What seemed like a good deal has now become more questionable. According to the shareholder website and the article, Bioenvision stock has been depressed since the company was forced to sell some 8 million shares—at $3.75 apiece—earlier this year to bankroll clinical trials of clofarabine. Since then, the stock has rebounded a bit. But the buyout price of $5.60 per share was still well below where Bioenvision had traded for the past few years. More importantly, the site claims, it was well below the $9 target share price many analysts had set for Bioenvision stock for the next year. That jump was expected, the site says, because several analysts expect clofarabine, which is awaiting approval by the EMEA, to achieve peak annual sales of $1 billion.

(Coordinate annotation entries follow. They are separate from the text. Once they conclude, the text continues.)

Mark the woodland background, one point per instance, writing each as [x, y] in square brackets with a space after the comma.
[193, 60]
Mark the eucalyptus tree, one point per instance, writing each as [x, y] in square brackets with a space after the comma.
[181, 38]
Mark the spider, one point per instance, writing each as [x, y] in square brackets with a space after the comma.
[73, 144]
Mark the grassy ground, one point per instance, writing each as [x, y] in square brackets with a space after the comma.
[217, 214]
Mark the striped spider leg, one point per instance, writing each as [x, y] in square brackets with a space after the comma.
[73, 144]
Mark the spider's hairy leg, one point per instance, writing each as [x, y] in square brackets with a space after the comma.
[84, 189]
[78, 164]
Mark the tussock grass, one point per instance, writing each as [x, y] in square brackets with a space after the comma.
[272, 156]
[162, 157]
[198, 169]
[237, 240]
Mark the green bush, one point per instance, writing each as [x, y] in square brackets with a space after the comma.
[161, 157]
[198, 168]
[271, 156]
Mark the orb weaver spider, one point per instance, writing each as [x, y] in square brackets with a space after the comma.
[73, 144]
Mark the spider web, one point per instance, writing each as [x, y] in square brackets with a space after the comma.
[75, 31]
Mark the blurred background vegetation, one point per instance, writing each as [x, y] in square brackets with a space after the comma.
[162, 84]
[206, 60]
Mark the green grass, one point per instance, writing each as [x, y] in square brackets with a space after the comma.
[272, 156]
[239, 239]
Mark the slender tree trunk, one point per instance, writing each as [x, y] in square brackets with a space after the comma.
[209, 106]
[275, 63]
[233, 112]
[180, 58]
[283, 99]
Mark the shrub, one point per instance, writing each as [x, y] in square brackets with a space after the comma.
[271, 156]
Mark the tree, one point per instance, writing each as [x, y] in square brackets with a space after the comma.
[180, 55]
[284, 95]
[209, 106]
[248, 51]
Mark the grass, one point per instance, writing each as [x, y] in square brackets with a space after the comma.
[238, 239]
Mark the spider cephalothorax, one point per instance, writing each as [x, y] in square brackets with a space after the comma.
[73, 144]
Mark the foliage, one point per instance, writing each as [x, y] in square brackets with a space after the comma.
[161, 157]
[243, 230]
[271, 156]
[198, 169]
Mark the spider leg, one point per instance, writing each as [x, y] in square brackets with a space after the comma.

The upset shareholders also point out that holders of Bioenvision preferred stock will get $11.20 per share under the terms of the sale. And that group of course includes Soros and company. What’s more, two members of the six-member Bioenvision board that approved the deal are investment advisors for the Perseus-Soros fund.
The critics charge that board members are hawking Bioenvision cheap to ensure an easy sell that benefits preferred shareholders at the expense of common stockholders. And that’s where it gets really interesting, possibly sordid—and dangerous for Genzyme.
The upset stockholders hold only 2 percent of Bioenvision stock and therefore aren’t in position to vote down the deal. But Genzyme better make sure not only are its hands clean in all this, which they seem to be, but that the deal itself is clean. Otherwise, it better walk away fast or change the terms of its offer to better benefit common-stock shareholders. Top companies like Genzyme just can’t be associated with insider maneuverings.
Genzyme must remember, some deals that seem too good to be true really are true. But that doesn’t mean they are good.